2. Too much air or too much heat. Fire (or smoke) requires fuel, air, and heat. Others have speculated that you might be getting too much heat from the proximity to the heating element. You can easily test that by moving the AMNPS up one rack, or putting an insulator under the AMNPS (you may need to elevate it a little if your insulator doesn't permit airflow into the underside). As for air, you say you only have a few holes providing air to the smoker, but if the door gasket is loose, you might be getting air from a small gap in the door. I couldn't tell what brand of smoker you are using, but on my MES, the latch has a tightness adjustment, and from the factory, mine was too loose and I had to tighten it.

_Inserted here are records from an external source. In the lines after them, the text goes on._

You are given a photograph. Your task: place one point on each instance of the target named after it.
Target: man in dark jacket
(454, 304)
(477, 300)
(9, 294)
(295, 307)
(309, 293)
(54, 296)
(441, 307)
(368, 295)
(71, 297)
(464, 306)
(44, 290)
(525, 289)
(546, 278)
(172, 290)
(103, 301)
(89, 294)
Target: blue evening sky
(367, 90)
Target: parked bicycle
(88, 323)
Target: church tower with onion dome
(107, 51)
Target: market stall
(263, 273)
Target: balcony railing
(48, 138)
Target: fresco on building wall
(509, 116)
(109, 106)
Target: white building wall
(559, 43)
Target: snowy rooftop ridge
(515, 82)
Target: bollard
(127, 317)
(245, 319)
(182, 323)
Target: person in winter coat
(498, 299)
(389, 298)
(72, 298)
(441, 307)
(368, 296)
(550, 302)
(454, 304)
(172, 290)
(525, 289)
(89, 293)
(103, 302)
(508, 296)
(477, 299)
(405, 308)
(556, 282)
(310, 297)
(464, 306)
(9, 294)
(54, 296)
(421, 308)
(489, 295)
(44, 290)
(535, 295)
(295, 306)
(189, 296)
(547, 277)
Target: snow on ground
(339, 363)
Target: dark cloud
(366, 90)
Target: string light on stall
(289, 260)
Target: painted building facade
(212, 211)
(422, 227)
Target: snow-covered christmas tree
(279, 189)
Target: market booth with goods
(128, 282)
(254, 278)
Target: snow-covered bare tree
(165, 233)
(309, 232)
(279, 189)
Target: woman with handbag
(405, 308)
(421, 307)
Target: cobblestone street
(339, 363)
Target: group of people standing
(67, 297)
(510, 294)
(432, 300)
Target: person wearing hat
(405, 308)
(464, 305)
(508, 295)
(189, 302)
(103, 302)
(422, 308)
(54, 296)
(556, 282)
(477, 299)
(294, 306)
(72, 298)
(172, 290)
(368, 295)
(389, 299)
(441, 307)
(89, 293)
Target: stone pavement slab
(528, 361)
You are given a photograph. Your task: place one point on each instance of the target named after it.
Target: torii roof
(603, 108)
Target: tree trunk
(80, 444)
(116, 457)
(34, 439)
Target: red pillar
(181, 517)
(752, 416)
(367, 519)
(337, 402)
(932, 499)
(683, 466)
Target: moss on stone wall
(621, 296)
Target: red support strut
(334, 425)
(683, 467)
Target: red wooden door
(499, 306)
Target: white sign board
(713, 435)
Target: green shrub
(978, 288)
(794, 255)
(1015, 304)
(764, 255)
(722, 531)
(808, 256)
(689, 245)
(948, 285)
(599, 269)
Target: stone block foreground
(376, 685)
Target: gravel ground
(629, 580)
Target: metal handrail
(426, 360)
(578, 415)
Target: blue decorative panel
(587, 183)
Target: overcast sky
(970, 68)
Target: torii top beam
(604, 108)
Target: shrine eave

3. Packing density. This is mostly a function of the chip size and length. I posted earlier this year about having the opposite experience to yours, where my AMNPS kept going out, after never having gone out for several years. This happened because I used the chips from the bottom of a large bag that were full of dust from all the other pellets. What I found is that if you combine dust and chips, that ends up plugging up the air between the chips and you don't get enough air into the mixture to sustain combustion. Your picture looks just the opposite, where the long length of your chips leaves a lot of air between them. So, my last suggestion would be to fill the AMNPS a little closer to the top; shake it a bit; and then press down a little (don't get carried away) to try to reduce the gaps between the chips.


----------